This project provides the preparation and finetuning of an mBART model for the English-to-Spanish, Spanish-to-English, English-to-Dutch and Dutch-to-English language pairs.
Open a terminal and execute the following:
chmod +x setup.sh
./setup.sh
The prepare_data.sh
script already downloads all the necessary files and creates the required folders for the project. Execute the following:
chmod +x prepare_data.sh
./prepare_data.sh
The script downloads the mBART model, the tokeniser and the original vocabulary file. Concerning the data, the ParaCrawl 7.1 dataset is used, downloading the "en-es" and "en-nl" parallel corpora. These files are tokenised and a reduced vocabulary of 40,000 tokens is extracted.

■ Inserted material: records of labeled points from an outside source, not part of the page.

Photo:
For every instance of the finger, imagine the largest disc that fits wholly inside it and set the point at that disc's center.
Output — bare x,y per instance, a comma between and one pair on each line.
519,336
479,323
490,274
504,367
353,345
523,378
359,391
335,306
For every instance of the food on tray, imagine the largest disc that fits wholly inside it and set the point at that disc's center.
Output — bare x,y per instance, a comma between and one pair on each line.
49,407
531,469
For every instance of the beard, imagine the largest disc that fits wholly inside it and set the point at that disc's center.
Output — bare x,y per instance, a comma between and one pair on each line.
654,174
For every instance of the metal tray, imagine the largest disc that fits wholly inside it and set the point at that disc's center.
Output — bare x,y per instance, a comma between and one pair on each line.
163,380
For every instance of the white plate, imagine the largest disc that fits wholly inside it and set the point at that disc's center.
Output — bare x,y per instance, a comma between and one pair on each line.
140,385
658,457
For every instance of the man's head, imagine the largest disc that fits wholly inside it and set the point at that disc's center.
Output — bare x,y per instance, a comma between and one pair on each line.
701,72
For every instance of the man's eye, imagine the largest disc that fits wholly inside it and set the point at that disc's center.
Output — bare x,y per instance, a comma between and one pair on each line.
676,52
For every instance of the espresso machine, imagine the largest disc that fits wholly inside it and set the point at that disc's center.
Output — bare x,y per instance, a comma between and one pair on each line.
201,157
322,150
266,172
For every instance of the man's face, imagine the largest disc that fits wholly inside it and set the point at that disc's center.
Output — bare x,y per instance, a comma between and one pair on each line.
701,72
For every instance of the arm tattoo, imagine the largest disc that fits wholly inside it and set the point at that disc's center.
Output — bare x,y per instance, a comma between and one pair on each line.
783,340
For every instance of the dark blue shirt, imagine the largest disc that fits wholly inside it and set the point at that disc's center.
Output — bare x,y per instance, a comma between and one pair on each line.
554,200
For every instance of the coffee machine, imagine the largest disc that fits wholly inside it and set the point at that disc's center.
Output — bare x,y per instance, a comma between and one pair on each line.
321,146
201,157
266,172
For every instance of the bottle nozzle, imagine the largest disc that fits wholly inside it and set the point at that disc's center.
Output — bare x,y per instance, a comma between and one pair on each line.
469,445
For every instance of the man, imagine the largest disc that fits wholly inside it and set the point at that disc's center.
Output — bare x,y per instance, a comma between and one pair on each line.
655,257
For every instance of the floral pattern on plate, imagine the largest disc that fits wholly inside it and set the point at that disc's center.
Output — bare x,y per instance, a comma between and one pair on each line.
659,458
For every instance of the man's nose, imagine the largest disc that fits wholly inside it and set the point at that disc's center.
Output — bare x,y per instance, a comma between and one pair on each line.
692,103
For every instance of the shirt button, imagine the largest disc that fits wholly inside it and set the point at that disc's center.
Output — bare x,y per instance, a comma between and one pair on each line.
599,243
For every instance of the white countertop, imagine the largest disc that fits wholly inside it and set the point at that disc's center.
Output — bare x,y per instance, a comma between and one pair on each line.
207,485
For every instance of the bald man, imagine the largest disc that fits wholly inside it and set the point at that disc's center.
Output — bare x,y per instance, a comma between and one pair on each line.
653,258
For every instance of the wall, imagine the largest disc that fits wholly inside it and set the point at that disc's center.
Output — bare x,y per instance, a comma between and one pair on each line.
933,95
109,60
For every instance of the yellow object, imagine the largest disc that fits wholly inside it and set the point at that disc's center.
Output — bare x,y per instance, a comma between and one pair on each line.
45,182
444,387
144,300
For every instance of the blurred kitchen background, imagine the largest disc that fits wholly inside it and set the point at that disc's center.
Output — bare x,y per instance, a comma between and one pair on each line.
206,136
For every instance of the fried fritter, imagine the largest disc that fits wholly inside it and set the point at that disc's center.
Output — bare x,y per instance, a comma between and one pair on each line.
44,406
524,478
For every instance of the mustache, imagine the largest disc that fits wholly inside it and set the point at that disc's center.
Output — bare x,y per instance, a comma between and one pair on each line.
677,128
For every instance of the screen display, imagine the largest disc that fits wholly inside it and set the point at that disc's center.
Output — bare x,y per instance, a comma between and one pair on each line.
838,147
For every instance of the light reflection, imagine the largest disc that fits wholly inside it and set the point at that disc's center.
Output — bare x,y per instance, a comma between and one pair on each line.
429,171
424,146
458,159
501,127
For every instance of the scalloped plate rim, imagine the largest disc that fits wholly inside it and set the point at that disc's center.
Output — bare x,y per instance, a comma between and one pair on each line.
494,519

Run the following commands to start training the mBART model.
chmod +x finetuning.sh
./finetuning.sh
There are three scripts to evaluate the trained model. The first one, evaluate.sh
, takes the last saved model and evaluates it on the available language pairs. Run the following to execute it:
chmod +x evaluate.sh
./evaluate.sh
evaluate2.sh
uses the model saved after training with a specific language pair to evaluate that language pair. Run:
chmod +x evaluate2.sh
./evaluate2.sh
Finally, evaluate3.sh
uses an average checkpoint created using the four available models (one per language pair). First, the average checkpoint must be created. Then, the evaluation script can be run. Execute the following:
chmod +x average_checkpoints.sh
chmod +x evaluate3.sh
./average_checkpoints.sh
./evaluate3.sh